Brand ignored him and closed his eyes. "Raven!" he called. "It's time you kept your promise. Break the chain."

All four of the other Titans turned to look at the sorceress. Raven stepped forward until she was within arms reach of the Weapon, who opened his eyes and watched her like a man might watch a dangerous snake. The corners of her lips turned up, just a bit. "It doesn't exist, Brand," she said quietly. "It never did. It was a lie."

His jaw dropped and he stared at her. They watched his expression shift from shock to anger, from anger to acceptance, and finally to a wry, tired amusement. "Of course it was," he said. "Of course it was a lie." He let out a chuckle and put his hands over his face. "Very good."

"You understand then," Raven said to him, her voice soft. "I did what I had to do."

He nodded and Raven stepped away. Brand turned to Robin and held out a hand expectantly. Obligingly, the Titans' leader collapsed the spear he held and held it before the Weapon. He hesitated. "So that's it," Robin said. "Are you still going to try and complete your mission?"

"To what end?" Brand asked bitterly. "Weapon is gone. My masters have washed their hands of me. And, besides," he glanced at the young woman in the hooded cloak and smirked. "Raven is more trouble than she's worth." He leaned forward to snatch the collapsed spear from Robin. He considered the metal cylinder in his hands for a moment, then pressed the button again, extending the spear to its full length, reaching back and drawing his sword in the same motion. He held both weapons defensively in front of him. It happened so fast that the Titans had no time to react. "That said..." Brand growled. "I'm going to be leaving now. Even the goodness in superheroes' hearts has a limit, and I don't particularly want to go to jail."

Cyborg took a step forward, raising his sonic cannon, but Robin held him back. "Go on," the boy wonder said, nodding at the Weapon. "But I suggest you find a new profession. Or we'll meet again and you will end up behind bars."

"Are you crazy, man?!" Cyborg protested. "He tried to kill Raven! Today!" Robin said nothing.

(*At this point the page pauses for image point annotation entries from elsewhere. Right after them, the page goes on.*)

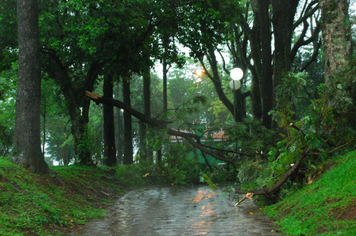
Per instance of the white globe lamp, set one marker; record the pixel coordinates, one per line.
(235, 84)
(236, 73)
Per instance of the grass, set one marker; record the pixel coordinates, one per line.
(53, 204)
(326, 207)
(60, 202)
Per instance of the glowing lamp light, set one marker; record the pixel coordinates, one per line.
(236, 74)
(235, 84)
(199, 72)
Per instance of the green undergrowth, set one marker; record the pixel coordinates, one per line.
(325, 207)
(53, 204)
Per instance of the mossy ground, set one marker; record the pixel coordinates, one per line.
(325, 207)
(53, 204)
(60, 202)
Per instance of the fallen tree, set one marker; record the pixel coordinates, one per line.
(274, 187)
(194, 140)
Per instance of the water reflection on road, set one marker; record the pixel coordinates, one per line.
(180, 211)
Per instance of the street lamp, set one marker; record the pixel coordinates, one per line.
(236, 75)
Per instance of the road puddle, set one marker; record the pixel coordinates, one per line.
(170, 211)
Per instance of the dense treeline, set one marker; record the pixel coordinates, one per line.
(294, 110)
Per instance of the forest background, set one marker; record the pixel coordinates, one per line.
(293, 113)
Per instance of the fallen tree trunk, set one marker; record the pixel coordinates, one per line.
(279, 183)
(193, 139)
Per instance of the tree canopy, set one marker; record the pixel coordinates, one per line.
(138, 60)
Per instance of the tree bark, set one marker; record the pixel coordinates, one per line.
(266, 56)
(128, 148)
(146, 106)
(283, 19)
(109, 127)
(336, 33)
(27, 139)
(193, 139)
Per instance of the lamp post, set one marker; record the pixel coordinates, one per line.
(236, 75)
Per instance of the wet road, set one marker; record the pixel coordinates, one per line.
(170, 211)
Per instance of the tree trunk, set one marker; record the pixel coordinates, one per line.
(256, 69)
(109, 128)
(283, 18)
(266, 56)
(128, 149)
(119, 130)
(336, 33)
(146, 106)
(27, 139)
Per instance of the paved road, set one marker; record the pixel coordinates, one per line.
(170, 211)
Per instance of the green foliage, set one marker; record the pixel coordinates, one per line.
(177, 167)
(8, 85)
(51, 204)
(322, 208)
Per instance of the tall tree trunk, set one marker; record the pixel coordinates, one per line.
(27, 139)
(256, 71)
(336, 33)
(128, 150)
(109, 128)
(266, 56)
(146, 106)
(283, 18)
(119, 129)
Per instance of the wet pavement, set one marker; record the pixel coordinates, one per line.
(170, 211)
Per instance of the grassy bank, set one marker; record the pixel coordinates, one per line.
(53, 204)
(325, 207)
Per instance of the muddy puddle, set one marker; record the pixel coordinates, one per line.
(169, 211)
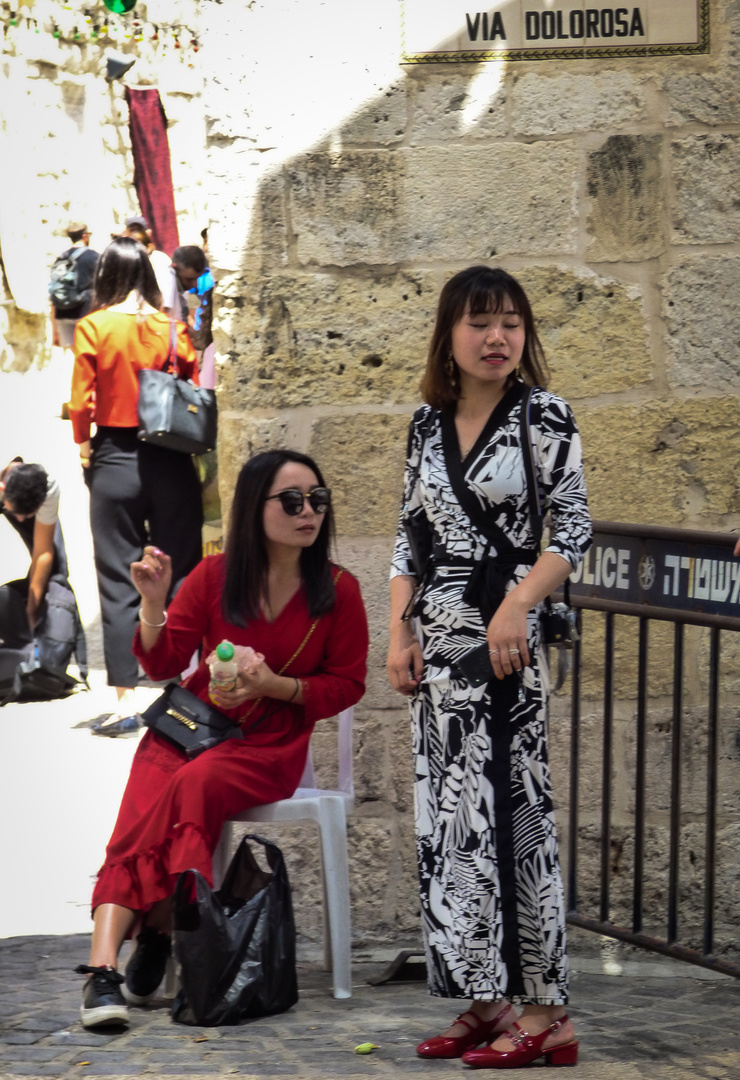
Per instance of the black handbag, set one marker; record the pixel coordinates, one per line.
(415, 522)
(174, 413)
(189, 724)
(560, 623)
(237, 945)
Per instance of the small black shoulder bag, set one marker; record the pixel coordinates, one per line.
(560, 622)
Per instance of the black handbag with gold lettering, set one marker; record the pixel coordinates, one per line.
(188, 723)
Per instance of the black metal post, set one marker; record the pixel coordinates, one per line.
(676, 727)
(575, 761)
(640, 780)
(710, 845)
(606, 767)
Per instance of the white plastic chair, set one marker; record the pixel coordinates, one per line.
(328, 809)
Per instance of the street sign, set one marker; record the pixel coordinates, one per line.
(693, 572)
(439, 31)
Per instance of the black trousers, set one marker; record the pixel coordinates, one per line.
(138, 495)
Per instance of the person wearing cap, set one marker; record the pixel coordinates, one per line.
(138, 228)
(188, 264)
(65, 320)
(29, 500)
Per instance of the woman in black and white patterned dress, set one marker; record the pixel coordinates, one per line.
(492, 895)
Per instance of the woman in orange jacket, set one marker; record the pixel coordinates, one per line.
(139, 494)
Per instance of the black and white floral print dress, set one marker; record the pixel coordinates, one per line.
(492, 895)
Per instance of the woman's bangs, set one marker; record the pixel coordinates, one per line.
(486, 300)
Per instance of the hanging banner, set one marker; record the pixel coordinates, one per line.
(446, 31)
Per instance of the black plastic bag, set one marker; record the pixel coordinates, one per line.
(236, 946)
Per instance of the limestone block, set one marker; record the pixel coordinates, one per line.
(593, 331)
(380, 206)
(566, 103)
(694, 750)
(370, 562)
(346, 207)
(366, 453)
(463, 202)
(406, 895)
(710, 97)
(624, 672)
(317, 339)
(656, 882)
(703, 322)
(239, 437)
(250, 229)
(382, 122)
(449, 107)
(371, 848)
(626, 188)
(703, 98)
(372, 763)
(634, 475)
(707, 206)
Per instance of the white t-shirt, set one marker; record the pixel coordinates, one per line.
(161, 264)
(49, 511)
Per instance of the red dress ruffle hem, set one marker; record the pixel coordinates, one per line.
(173, 809)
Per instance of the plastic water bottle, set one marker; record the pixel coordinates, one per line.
(224, 669)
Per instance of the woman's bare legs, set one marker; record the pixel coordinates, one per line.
(159, 916)
(110, 926)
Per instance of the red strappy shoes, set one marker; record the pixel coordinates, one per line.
(527, 1048)
(444, 1045)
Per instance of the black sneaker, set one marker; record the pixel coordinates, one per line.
(102, 999)
(146, 967)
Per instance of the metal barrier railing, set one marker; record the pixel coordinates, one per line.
(686, 578)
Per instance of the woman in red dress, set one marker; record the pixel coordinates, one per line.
(276, 591)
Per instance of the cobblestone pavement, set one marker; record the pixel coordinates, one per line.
(633, 1027)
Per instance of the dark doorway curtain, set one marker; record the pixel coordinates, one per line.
(152, 174)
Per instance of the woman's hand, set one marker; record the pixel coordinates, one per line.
(405, 662)
(152, 577)
(507, 636)
(258, 680)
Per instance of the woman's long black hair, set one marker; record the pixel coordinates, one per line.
(478, 289)
(246, 558)
(123, 268)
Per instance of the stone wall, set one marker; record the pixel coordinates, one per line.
(65, 130)
(344, 190)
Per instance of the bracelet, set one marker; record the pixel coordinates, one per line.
(155, 625)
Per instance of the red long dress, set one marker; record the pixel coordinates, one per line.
(173, 809)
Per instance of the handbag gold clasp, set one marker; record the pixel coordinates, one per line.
(184, 719)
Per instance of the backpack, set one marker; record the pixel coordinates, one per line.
(64, 287)
(34, 664)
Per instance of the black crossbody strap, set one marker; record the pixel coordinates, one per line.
(472, 508)
(533, 486)
(527, 454)
(424, 432)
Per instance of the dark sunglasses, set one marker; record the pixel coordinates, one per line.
(292, 500)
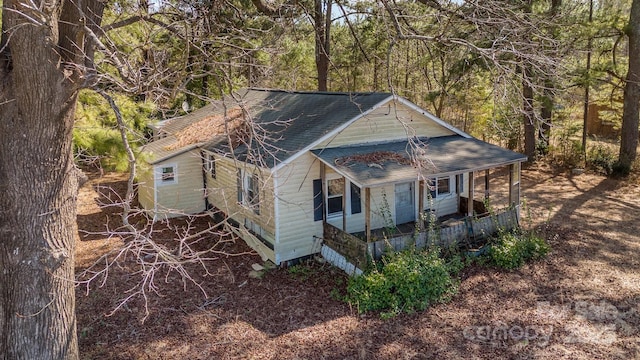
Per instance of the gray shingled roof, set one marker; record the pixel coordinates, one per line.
(445, 155)
(174, 125)
(291, 121)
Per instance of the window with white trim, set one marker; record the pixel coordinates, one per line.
(335, 194)
(210, 164)
(336, 198)
(440, 187)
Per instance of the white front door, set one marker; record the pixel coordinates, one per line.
(405, 206)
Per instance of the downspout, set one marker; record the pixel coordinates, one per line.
(155, 195)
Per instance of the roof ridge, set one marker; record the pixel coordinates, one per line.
(315, 92)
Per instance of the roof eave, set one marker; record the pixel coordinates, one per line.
(329, 135)
(172, 155)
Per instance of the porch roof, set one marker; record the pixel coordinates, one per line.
(374, 165)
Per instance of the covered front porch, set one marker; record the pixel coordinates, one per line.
(440, 191)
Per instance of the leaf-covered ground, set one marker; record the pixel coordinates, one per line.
(582, 302)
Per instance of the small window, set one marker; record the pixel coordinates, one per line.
(439, 187)
(335, 193)
(444, 186)
(210, 165)
(249, 190)
(168, 174)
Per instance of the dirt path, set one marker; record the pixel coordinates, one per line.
(582, 302)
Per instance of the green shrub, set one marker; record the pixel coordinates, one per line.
(407, 281)
(512, 249)
(602, 159)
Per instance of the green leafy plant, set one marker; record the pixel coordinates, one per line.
(301, 271)
(602, 159)
(510, 250)
(407, 281)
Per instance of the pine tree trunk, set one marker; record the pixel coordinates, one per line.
(528, 117)
(41, 69)
(629, 131)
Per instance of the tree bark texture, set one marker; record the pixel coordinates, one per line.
(322, 25)
(528, 117)
(629, 131)
(41, 69)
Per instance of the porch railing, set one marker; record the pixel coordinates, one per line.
(464, 231)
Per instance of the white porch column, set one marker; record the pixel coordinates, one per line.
(367, 213)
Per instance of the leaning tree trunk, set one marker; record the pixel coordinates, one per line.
(322, 27)
(41, 67)
(629, 131)
(528, 116)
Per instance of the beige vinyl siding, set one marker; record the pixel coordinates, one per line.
(388, 122)
(446, 204)
(186, 195)
(145, 186)
(299, 234)
(222, 193)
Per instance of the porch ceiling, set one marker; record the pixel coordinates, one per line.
(374, 165)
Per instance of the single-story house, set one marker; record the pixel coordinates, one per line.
(294, 170)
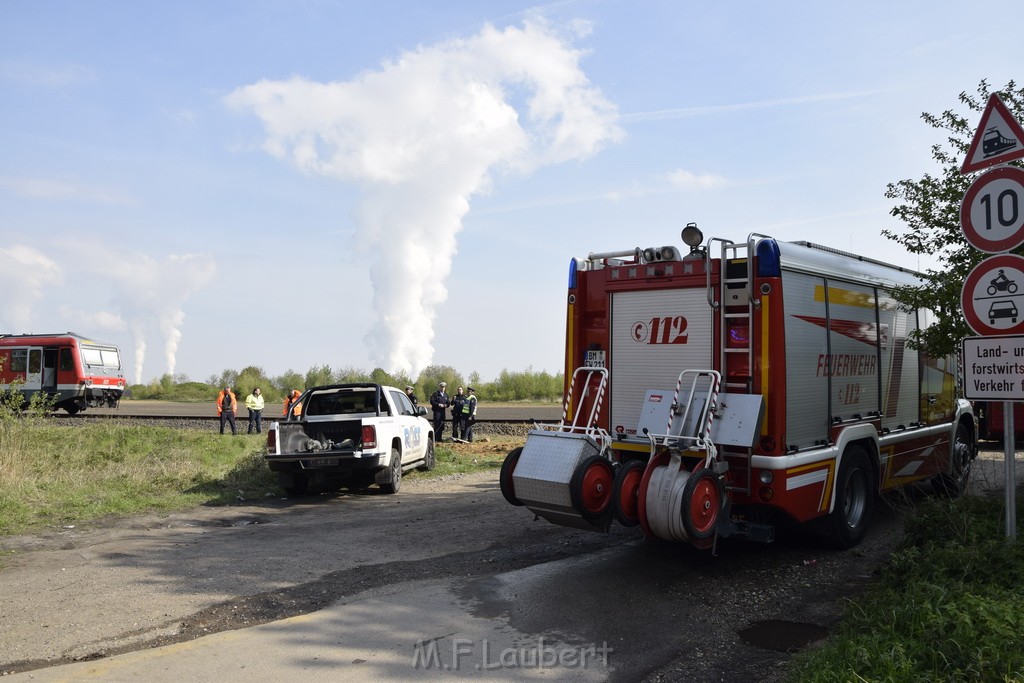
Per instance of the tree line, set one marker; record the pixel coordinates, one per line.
(509, 386)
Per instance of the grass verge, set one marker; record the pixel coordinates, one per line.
(948, 606)
(55, 475)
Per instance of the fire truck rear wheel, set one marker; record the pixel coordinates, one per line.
(590, 487)
(625, 492)
(954, 482)
(854, 500)
(505, 477)
(429, 459)
(701, 504)
(298, 485)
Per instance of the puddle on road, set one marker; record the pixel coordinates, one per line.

The white-haired young man nodded a salute to the masked hero, flashing a cocksure grin. Then he turned and ran, following Saber out of the building. Out of their lives. Robin let out a deep breath, the tension of the moment leaving him. He felt Starfire's warm hand on his shoulder and he turned to his team.

"Let's go home."


A/N: Fun Facts - The second section of this chapter - Brand waking up in the desert and talking with Raven - is one of my favorite scenes in the story. For my money, any time you have these two characters interacting, it's spinning straw into gold (I may be biased). They're so similar and yet so different, it makes writing the disparate ways they view and react to situations a lot of fun.

This ends the first arc of "Love and Hate", the "Weapon" arc.